Some other recent “appropriation” controversies:

J. K. Rowling’s Pottermore extension of wizarding lore to the New World and Native Americans, attacked for insensitively using Navajo Skinwalker beliefs: Indian Country Today, N. K. Jemesin’s criticisms. Rowling is accused of doing “real harm” by fitting a modified Skinwalker belief into her fictional magical lore — in other words, she has committed heresy — or what would be heresy if she were Navajo. If Skinwalkers were central to her story, there might be some concern, but it’s a colorful detail which no one with any perspective would take seriously. Magic isn’t actually a real thing, and neither are skinwalkers. No one outside Navajo religious practice is required to do deep research to mention it in passing.
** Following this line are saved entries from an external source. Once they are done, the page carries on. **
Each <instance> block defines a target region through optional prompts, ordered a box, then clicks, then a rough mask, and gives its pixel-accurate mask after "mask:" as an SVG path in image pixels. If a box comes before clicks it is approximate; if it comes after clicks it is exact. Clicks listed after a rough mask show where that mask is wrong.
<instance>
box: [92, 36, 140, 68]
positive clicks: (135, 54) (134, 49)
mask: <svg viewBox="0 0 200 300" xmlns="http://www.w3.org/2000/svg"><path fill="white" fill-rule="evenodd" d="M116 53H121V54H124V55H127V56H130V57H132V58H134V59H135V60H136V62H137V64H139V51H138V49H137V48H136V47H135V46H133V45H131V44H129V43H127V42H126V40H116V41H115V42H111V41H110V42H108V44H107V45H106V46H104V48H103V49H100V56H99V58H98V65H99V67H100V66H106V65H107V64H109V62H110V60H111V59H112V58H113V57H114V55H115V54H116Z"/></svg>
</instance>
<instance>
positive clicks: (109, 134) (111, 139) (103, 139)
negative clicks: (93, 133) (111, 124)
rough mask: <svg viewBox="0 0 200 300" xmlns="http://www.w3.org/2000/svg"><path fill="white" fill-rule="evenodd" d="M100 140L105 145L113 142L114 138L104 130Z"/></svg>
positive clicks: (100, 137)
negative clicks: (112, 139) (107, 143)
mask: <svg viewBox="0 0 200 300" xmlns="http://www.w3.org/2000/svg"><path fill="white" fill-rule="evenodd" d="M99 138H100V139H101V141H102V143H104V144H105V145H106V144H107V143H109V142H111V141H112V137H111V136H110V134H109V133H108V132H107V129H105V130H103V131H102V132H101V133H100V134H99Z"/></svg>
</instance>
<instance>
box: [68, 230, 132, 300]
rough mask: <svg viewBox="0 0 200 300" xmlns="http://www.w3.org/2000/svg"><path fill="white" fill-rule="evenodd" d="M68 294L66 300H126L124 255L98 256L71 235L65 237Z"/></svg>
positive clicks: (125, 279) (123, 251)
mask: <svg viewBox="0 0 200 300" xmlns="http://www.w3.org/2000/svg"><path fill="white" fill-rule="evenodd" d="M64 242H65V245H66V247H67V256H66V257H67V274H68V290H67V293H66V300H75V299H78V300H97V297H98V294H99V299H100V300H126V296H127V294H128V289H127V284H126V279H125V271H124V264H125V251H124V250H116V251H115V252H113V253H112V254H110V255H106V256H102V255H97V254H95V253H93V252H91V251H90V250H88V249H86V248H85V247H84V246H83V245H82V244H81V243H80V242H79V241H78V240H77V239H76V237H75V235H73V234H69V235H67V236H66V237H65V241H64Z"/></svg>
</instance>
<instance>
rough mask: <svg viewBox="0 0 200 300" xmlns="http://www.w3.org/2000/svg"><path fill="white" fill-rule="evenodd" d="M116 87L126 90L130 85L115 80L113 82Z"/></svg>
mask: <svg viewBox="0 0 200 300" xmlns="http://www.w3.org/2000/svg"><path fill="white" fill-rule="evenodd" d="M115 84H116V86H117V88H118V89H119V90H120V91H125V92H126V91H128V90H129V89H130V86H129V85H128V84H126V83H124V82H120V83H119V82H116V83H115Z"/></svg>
Two members of Bowdoin College’s student government to be impeached for holding a party featuring tiny sombrero hats. Realizing how foolish they looked, Bowdoin administrators have since backed down, but the knee-jerk accusations wasted everyone’s time and damage credibility when real issues might need to be addressed. Who would listen to such fools? The birthday party was set up by students, invitations sent out by a student of Colombian descent. Actual Mexicans and Latinos were not offended, any more than they would be by a Taco Bell.

One student of Guatemalan and Costa Rican heritage, freshman Brandon Lopez, pronounced the whole kerfuffle “mind-boggling” and called the disciplinary consequences a “travesty,” especially in light of the dining hall’s Mexican night a week later. (Lopez was invited to the party but could not attend because of baseball practice, he said.)

Freddy’s point is that this “concern on behalf of others” is itself condescending and betrays a belief that the other cultures are so weak and their adherents so helpless that sensitive progressives must come to their aid and appoint themselves judges of proper behavior toward the “lesser cultures.” And I will add this point about virtue-signalling generally (from a Facebook comment on his post):

It’s condescending to the individuals of the culture involved. It’s also most commonly intended to signal that the offended-on-behalf-of one is not only enlightened, but enlightened in an uncommon way so that those who don’t share their insight can be deprecated. Aimed at nearby tribal enemies. Which is why it doesn’t satisfy to condemn evils of greater magnitude that everyone deplores, like FGM and throwing homosexuals off buildings. “More empathetic and sensitive than thou.” A corollary sin of pride.